The brain tumor image segmentation system of the embodiment can execute the brain tumor image segmentation method provided by the method embodiment of the invention, can execute any combination implementation steps of the method embodiment, and has corresponding functions and beneficial effects.
The embodiment also provides a device for segmenting brain tumor images, which comprises:
at least one processor;
at least one memory for storing at least one program;
the at least one program, when executed by the at least one processor, causes the at least one processor to implement the method described above.
The brain tumor image segmentation system of the embodiment can execute the brain tumor image segmentation method provided by the method embodiment of the invention, can execute any combination implementation steps of the method embodiment, and has corresponding functions and beneficial effects.

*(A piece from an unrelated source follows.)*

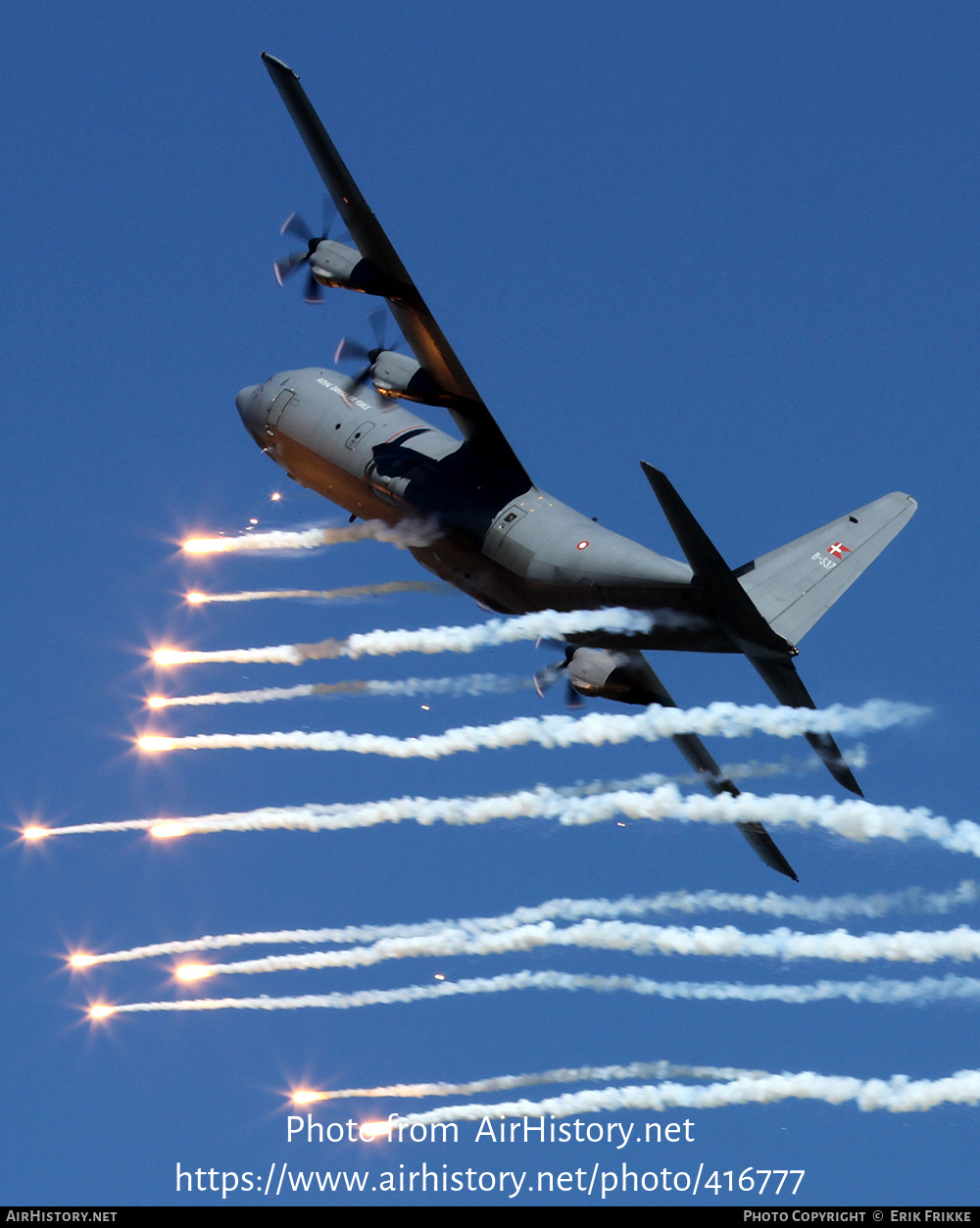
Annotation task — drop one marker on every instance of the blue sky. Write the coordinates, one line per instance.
(738, 242)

The embodiment also provides a storage medium which stores instructions or programs for executing the brain tumor image segmentation method provided by the embodiment of the method, and when the instructions or programs are run, the instructions or programs can execute any combination implementation steps of the embodiment of the method, and the method has corresponding functions and beneficial effects.

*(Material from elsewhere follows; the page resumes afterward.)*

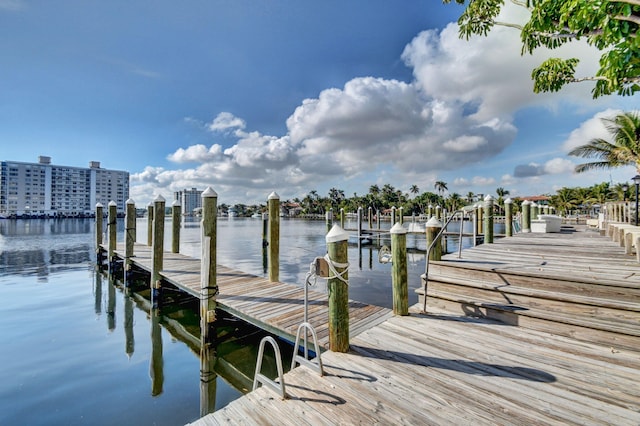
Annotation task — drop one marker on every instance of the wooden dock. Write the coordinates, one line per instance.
(272, 306)
(452, 368)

In some alternative embodiments, the functions/acts noted in the block diagrams may occur out of the order noted in the operational illustrations. For example, two blocks shown in succession may in fact be executed substantially concurrently or the blocks may sometimes be executed in the reverse order, depending upon the functionality/acts involved. Furthermore, the embodiments presented and described in the flowcharts of the present invention are provided by way of example in order to provide a more thorough understanding of the technology. The disclosed methods are not limited to the operations and logic flows presented herein. Alternative embodiments are contemplated in which the order of various operations is changed, and in which sub-operations described as part of a larger operation are performed independently.

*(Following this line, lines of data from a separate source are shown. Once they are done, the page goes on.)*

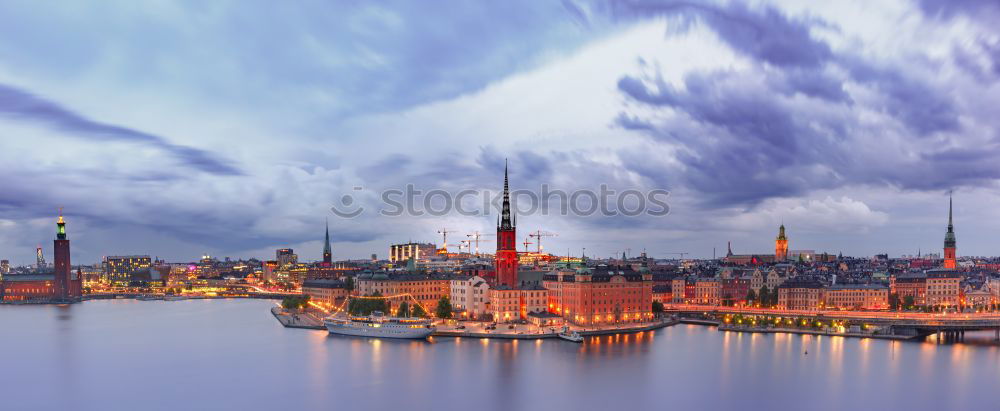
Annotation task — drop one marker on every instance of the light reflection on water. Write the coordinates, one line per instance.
(232, 354)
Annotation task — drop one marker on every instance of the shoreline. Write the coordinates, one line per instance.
(309, 322)
(758, 330)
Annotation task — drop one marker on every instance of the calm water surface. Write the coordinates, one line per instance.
(231, 354)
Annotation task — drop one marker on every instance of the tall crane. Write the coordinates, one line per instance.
(476, 238)
(537, 235)
(444, 238)
(467, 244)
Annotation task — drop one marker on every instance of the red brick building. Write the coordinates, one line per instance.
(606, 295)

Furthermore, while the invention is described in the context of functional modules, it should be appreciated that, unless otherwise indicated, one or more of the described functions and/or features may be integrated in a single physical device and/or software module or one or more functions and/or features may be implemented in separate physical devices or software modules. It will also be appreciated that a detailed discussion of the actual implementation of each module is not necessary to an understanding of the present invention. Rather, the actual implementation of the various functional modules in the apparatus disclosed herein will be apparent to those skilled in the art from consideration of their attributes, functions and internal relationships. Accordingly, one of ordinary skill in the art can implement the invention as set forth in the claims without undue experimentation. It is also to be understood that the specific concepts disclosed are merely illustrative and are not intended to be limiting upon the scope of the invention, which is to be defined in the appended claims and their full scope of equivalents.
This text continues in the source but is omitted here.